The asymmetric three-qubit W-class state |W3L defines an isosceles entanglement-network geometry, (a) two vertex-base (VB) links form stronger bipartite connections, (b) while the base-base (BB) link is weaker. This suggests that concentrating entanglement into a super-link may be advantageous for quantum-network tasks. Here, we show that this intuition is incomplete. We analytically compare the bipartite concurrence dynamics of the symmetric |W> state and the asymmetric |W3L state, which differ both in entanglement-network geometry and excitation sector under standard noise models.
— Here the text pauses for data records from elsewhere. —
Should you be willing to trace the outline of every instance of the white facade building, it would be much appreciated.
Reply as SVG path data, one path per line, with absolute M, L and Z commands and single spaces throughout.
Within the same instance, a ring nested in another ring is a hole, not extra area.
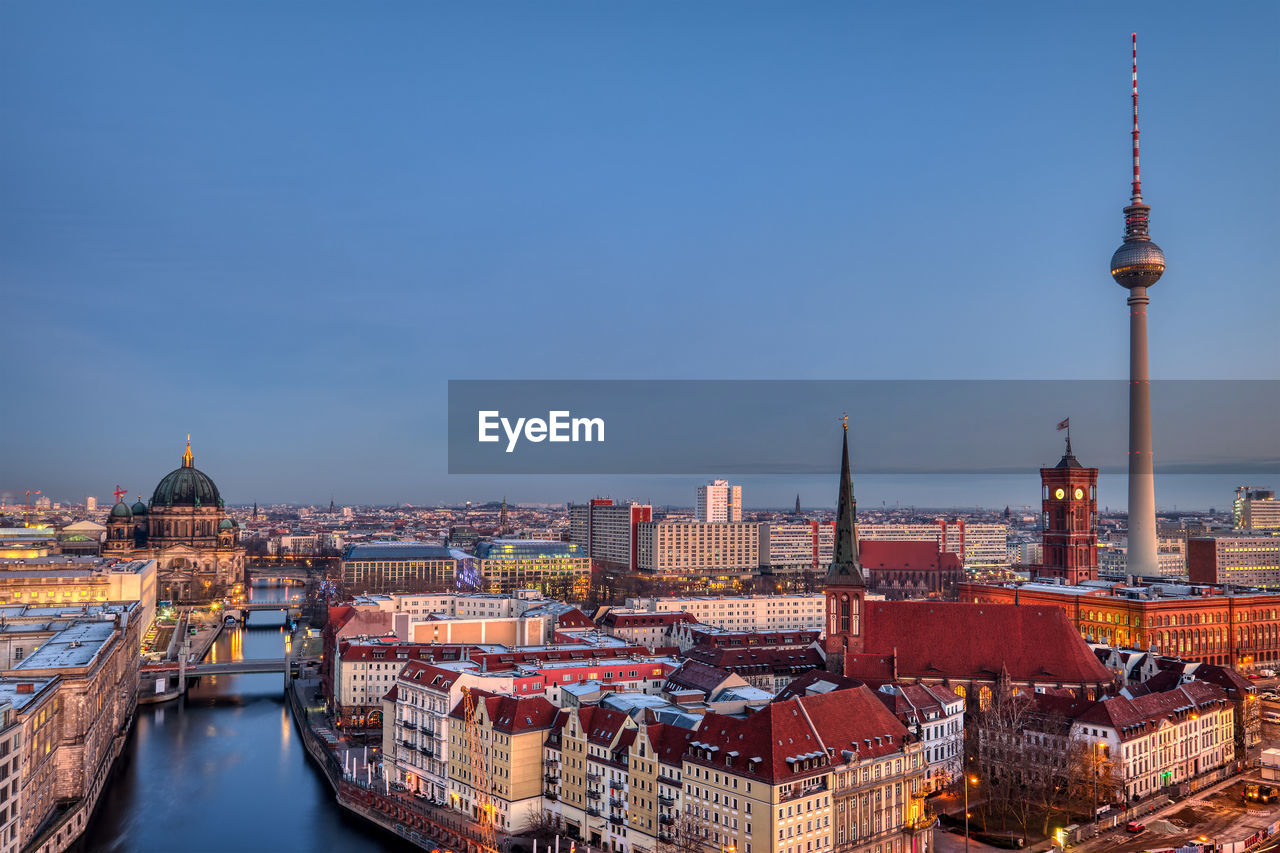
M 728 480 L 712 480 L 698 487 L 694 515 L 699 521 L 726 523 L 742 520 L 742 487 Z
M 797 628 L 822 630 L 822 593 L 788 596 L 682 596 L 627 598 L 628 610 L 658 613 L 685 611 L 704 625 L 732 630 L 776 631 Z

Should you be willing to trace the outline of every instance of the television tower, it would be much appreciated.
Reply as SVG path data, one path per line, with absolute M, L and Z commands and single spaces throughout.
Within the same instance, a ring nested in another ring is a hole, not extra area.
M 1156 470 L 1151 452 L 1151 373 L 1147 365 L 1147 288 L 1165 272 L 1165 252 L 1147 233 L 1151 206 L 1138 172 L 1138 33 L 1133 33 L 1133 193 L 1124 209 L 1124 243 L 1111 277 L 1129 291 L 1129 547 L 1128 571 L 1157 576 Z

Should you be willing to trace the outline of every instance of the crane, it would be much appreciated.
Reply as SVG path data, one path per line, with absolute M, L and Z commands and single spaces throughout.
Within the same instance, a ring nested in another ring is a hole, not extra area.
M 480 745 L 480 724 L 476 720 L 476 699 L 471 688 L 462 688 L 462 720 L 467 727 L 467 751 L 471 758 L 471 786 L 476 792 L 476 824 L 480 826 L 480 844 L 497 849 L 498 839 L 493 826 L 493 798 L 489 788 L 489 761 Z

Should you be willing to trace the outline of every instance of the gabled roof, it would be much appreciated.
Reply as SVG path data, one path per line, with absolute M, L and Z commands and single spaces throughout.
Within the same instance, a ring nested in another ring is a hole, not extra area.
M 730 672 L 716 669 L 708 663 L 685 661 L 678 670 L 667 676 L 667 684 L 675 685 L 676 688 L 698 690 L 709 695 L 730 678 Z
M 867 656 L 896 663 L 897 678 L 1110 684 L 1114 675 L 1068 619 L 1051 606 L 869 601 L 863 624 L 865 654 L 846 657 L 846 675 L 873 680 L 883 669 Z M 945 643 L 937 640 L 946 631 Z M 896 658 L 896 660 L 895 660 Z M 874 672 L 863 667 L 870 662 Z
M 936 539 L 923 542 L 861 539 L 858 551 L 865 570 L 959 571 L 963 569 L 960 556 L 942 551 Z
M 695 646 L 685 652 L 690 661 L 714 666 L 739 675 L 797 675 L 824 666 L 815 648 L 709 648 Z
M 614 738 L 617 738 L 618 733 L 627 727 L 627 721 L 631 720 L 631 717 L 622 711 L 602 708 L 599 706 L 586 706 L 579 708 L 577 719 L 582 726 L 582 731 L 586 733 L 586 739 L 590 743 L 609 748 L 614 748 Z

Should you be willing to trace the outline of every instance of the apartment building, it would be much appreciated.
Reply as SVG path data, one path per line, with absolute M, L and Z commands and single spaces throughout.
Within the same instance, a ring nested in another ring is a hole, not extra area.
M 1009 528 L 1004 524 L 972 524 L 964 519 L 933 524 L 859 524 L 859 540 L 937 542 L 938 548 L 959 555 L 965 566 L 1009 565 Z
M 140 606 L 104 610 L 104 619 L 59 631 L 0 678 L 0 701 L 9 702 L 20 731 L 8 740 L 20 736 L 9 763 L 19 775 L 9 785 L 10 797 L 20 789 L 17 840 L 31 853 L 61 853 L 81 836 L 133 720 Z
M 664 612 L 657 613 L 649 610 L 628 611 L 622 608 L 611 610 L 600 619 L 600 630 L 611 637 L 618 637 L 628 643 L 639 643 L 649 648 L 660 646 L 673 646 L 675 631 L 681 626 L 695 625 L 695 620 L 689 613 Z
M 646 521 L 636 525 L 636 567 L 653 574 L 755 571 L 759 525 L 748 523 Z
M 713 524 L 741 521 L 742 487 L 730 485 L 728 480 L 712 480 L 699 485 L 694 501 L 694 517 Z
M 1231 520 L 1238 530 L 1280 530 L 1280 501 L 1275 491 L 1238 488 Z
M 686 612 L 699 622 L 728 630 L 820 630 L 826 597 L 822 593 L 786 596 L 672 596 L 627 598 L 632 611 Z
M 704 847 L 741 853 L 927 844 L 922 747 L 865 686 L 707 715 L 684 758 L 684 815 Z
M 554 793 L 547 809 L 571 838 L 598 849 L 631 850 L 630 751 L 637 730 L 635 720 L 611 708 L 586 706 L 561 712 L 549 738 L 544 781 Z
M 964 763 L 964 697 L 941 684 L 884 684 L 877 698 L 916 733 L 927 771 L 922 790 L 945 790 Z
M 1280 534 L 1192 537 L 1187 571 L 1198 584 L 1280 587 Z
M 425 592 L 454 588 L 457 558 L 425 542 L 378 542 L 347 546 L 340 569 L 351 592 Z
M 586 549 L 593 566 L 634 571 L 636 567 L 636 528 L 653 521 L 646 503 L 614 503 L 593 498 L 568 507 L 570 542 Z
M 1112 697 L 1075 717 L 1071 735 L 1115 763 L 1121 797 L 1188 793 L 1235 757 L 1235 711 L 1215 684 L 1190 681 L 1133 699 Z
M 835 555 L 835 521 L 763 521 L 760 566 L 776 574 L 820 571 Z
M 488 812 L 499 833 L 524 829 L 541 809 L 543 745 L 556 717 L 543 697 L 468 688 L 448 717 L 449 807 L 472 820 Z

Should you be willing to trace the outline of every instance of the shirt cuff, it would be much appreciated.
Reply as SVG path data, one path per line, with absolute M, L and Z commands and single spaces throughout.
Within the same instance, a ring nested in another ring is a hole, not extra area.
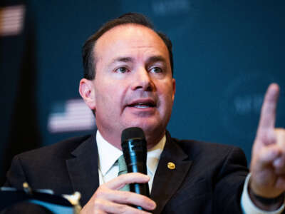
M 249 182 L 249 173 L 245 179 L 244 190 L 242 191 L 241 206 L 244 214 L 279 214 L 284 210 L 284 203 L 276 210 L 265 211 L 256 207 L 249 198 L 248 186 Z

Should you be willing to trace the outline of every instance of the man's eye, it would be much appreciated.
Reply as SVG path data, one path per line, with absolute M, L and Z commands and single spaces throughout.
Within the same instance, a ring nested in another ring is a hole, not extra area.
M 119 68 L 117 68 L 115 70 L 115 71 L 118 72 L 118 73 L 123 73 L 128 72 L 128 68 L 125 68 L 125 67 L 120 67 Z
M 160 67 L 154 67 L 150 69 L 150 71 L 153 73 L 162 73 L 162 69 L 160 68 Z

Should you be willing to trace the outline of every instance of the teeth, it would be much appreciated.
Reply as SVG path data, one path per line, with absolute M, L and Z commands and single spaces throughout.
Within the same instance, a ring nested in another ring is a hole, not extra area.
M 134 107 L 139 108 L 148 108 L 150 106 L 147 106 L 147 105 L 144 105 L 144 104 L 138 104 L 138 105 L 135 105 Z

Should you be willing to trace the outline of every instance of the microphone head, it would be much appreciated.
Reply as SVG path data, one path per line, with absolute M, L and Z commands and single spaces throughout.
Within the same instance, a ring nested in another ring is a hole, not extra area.
M 121 146 L 125 159 L 125 154 L 133 153 L 147 153 L 147 142 L 142 129 L 131 127 L 124 129 L 121 136 Z

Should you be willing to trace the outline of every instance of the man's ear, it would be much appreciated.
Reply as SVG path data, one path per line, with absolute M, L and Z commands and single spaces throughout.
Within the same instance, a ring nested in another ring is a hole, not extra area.
M 174 78 L 172 78 L 172 88 L 173 88 L 173 92 L 172 92 L 172 102 L 174 101 L 174 97 L 175 96 L 175 92 L 176 92 L 176 81 Z
M 79 93 L 87 106 L 90 109 L 95 110 L 96 103 L 93 81 L 82 78 L 79 83 Z

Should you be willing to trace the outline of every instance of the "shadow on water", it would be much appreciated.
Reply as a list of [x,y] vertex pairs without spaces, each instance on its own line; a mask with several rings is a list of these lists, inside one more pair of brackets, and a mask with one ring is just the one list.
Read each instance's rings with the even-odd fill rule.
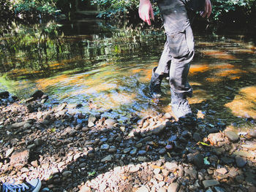
[[[92,25],[94,27],[94,24]],[[72,25],[70,25],[72,27]],[[100,180],[101,174],[111,172],[110,169],[117,166],[129,170],[127,166],[132,162],[135,166],[140,166],[140,174],[129,171],[124,172],[121,170],[123,168],[119,168],[120,174],[115,175],[116,179],[119,177],[123,180],[123,183],[121,183],[122,191],[131,191],[136,179],[139,178],[143,183],[147,183],[149,182],[147,176],[154,174],[153,169],[146,169],[147,164],[143,162],[151,163],[156,166],[153,166],[153,168],[162,169],[165,162],[172,161],[190,164],[187,155],[198,151],[203,157],[211,158],[209,166],[233,166],[236,171],[241,169],[236,166],[233,156],[229,154],[231,151],[230,143],[225,144],[223,147],[227,149],[225,152],[216,152],[215,155],[211,155],[214,147],[203,147],[203,149],[202,146],[197,145],[197,142],[189,138],[188,142],[181,143],[180,147],[170,151],[169,154],[160,155],[159,150],[167,144],[167,141],[173,135],[181,134],[180,132],[186,131],[187,128],[180,127],[171,121],[164,134],[155,135],[151,131],[143,132],[143,129],[140,129],[135,119],[133,123],[127,123],[128,120],[135,118],[133,112],[140,116],[150,115],[152,119],[157,117],[152,120],[157,123],[157,121],[161,121],[162,115],[159,113],[170,110],[170,93],[167,82],[163,82],[165,96],[159,103],[156,104],[152,101],[148,93],[151,69],[157,65],[165,41],[162,32],[157,30],[127,31],[115,28],[109,30],[108,27],[99,26],[99,34],[90,34],[83,33],[86,30],[84,26],[81,27],[82,29],[78,26],[73,27],[74,31],[80,31],[80,35],[72,35],[70,31],[64,27],[63,31],[69,31],[69,34],[64,32],[61,34],[61,31],[58,31],[53,39],[50,36],[42,39],[42,33],[34,33],[34,37],[37,40],[32,41],[30,44],[31,46],[29,47],[25,46],[27,41],[22,40],[27,37],[26,33],[20,39],[12,39],[12,37],[8,37],[1,39],[1,45],[4,50],[1,55],[1,65],[3,66],[1,69],[4,69],[2,72],[5,76],[0,81],[1,86],[9,88],[13,93],[18,93],[11,88],[18,82],[23,86],[20,88],[20,93],[29,94],[31,92],[29,87],[32,85],[33,89],[42,90],[56,101],[73,104],[75,107],[77,104],[83,104],[79,110],[75,110],[75,107],[69,109],[71,112],[88,115],[108,111],[106,118],[117,119],[120,122],[118,126],[106,128],[106,125],[102,125],[102,130],[99,127],[99,129],[92,128],[87,130],[86,134],[78,131],[70,135],[68,134],[67,137],[59,134],[51,137],[51,140],[48,140],[38,151],[35,150],[35,158],[48,154],[53,157],[51,162],[53,166],[59,169],[56,173],[45,178],[45,186],[46,184],[50,186],[53,183],[52,190],[54,191],[77,191],[78,185],[83,185],[94,178]],[[255,43],[244,40],[242,36],[199,36],[196,32],[195,34],[197,54],[189,74],[194,96],[189,99],[189,102],[193,111],[200,117],[195,132],[207,137],[211,133],[223,131],[226,127],[238,131],[254,128],[256,118]],[[8,41],[11,43],[20,41],[19,51],[15,50],[17,47],[12,47]],[[3,53],[6,55],[3,55]],[[13,84],[11,84],[11,80]],[[88,107],[90,103],[94,104],[93,110]],[[124,116],[126,118],[121,119]],[[101,117],[103,118],[104,115]],[[59,120],[51,120],[55,122]],[[98,120],[100,121],[100,119]],[[78,123],[72,121],[72,123],[75,126]],[[83,123],[86,126],[87,123],[85,121]],[[177,129],[177,127],[181,129]],[[124,131],[121,131],[123,128]],[[143,133],[135,136],[128,134],[136,128]],[[114,137],[111,139],[110,135]],[[64,138],[72,142],[65,145]],[[148,140],[143,140],[143,138]],[[116,147],[114,155],[100,148],[107,141]],[[138,153],[131,154],[134,143],[136,143],[138,149],[145,150],[146,153],[142,155],[138,155]],[[67,147],[68,150],[64,147]],[[127,153],[124,152],[125,149],[129,149]],[[102,161],[109,155],[111,155],[110,160]],[[140,156],[141,158],[139,158]],[[61,161],[55,161],[55,157],[65,163],[61,166]],[[230,161],[225,161],[222,157],[226,157],[225,159]],[[202,168],[208,168],[207,166],[195,166],[195,169],[201,172],[204,172]],[[194,167],[194,165],[192,164],[187,166]],[[250,166],[246,166],[243,171],[250,172],[251,168],[255,169],[255,163],[251,163]],[[70,170],[71,172],[66,172]],[[191,180],[180,177],[180,170],[177,170],[170,173],[167,177],[167,180],[165,182],[170,183],[173,180],[178,180],[180,183],[194,184],[197,178],[194,178],[190,183]],[[67,175],[64,176],[64,174]],[[110,174],[109,177],[112,176]],[[192,175],[189,177],[192,178]],[[246,191],[237,180],[230,178],[227,180],[227,178],[220,178],[221,186],[227,188],[228,185],[233,185],[233,188],[231,188],[230,191],[238,188]],[[252,178],[254,179],[253,177]],[[103,183],[102,185],[108,185]],[[91,184],[94,187],[94,183]],[[97,187],[101,188],[99,185]]]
In the absence of noise, the concurrence hierarchy is CVB > CW > CBB. Under phase damping, this hierarchy is preserved for all noise strengths and no entanglement sudden death occurs. Under amplitude damping, however, the hierarchy is reordered. The symmetric |W> state becomes the most robust, while the base-base concurrence of |W3L vanishes at the finite threshold of parameter γ. We term this reordering as the Super-Link Fragility Effect. The same structural asymmetry that produces a stronger vertex-base link also makes it more vulnerable to energy dissipation when coupled with multi-excitation amplitudes. Under depolarization, the asymmetry advantage is erased, with CW and CVB sharing the same sudden-death threshold for some value of the parameter p, while CBB disappears earlier at some other value of the parameter p. The generalized amplitude damping channel continuously connects the damping-dominated regime to the pure-excitation limit, where the initial hierarchy is restored. These results show that entanglement robustness in W-class resources is controlled not by initial concurrence alone, but by the joint structure of entanglement-network geometry, excitation sector, and noise symmetry.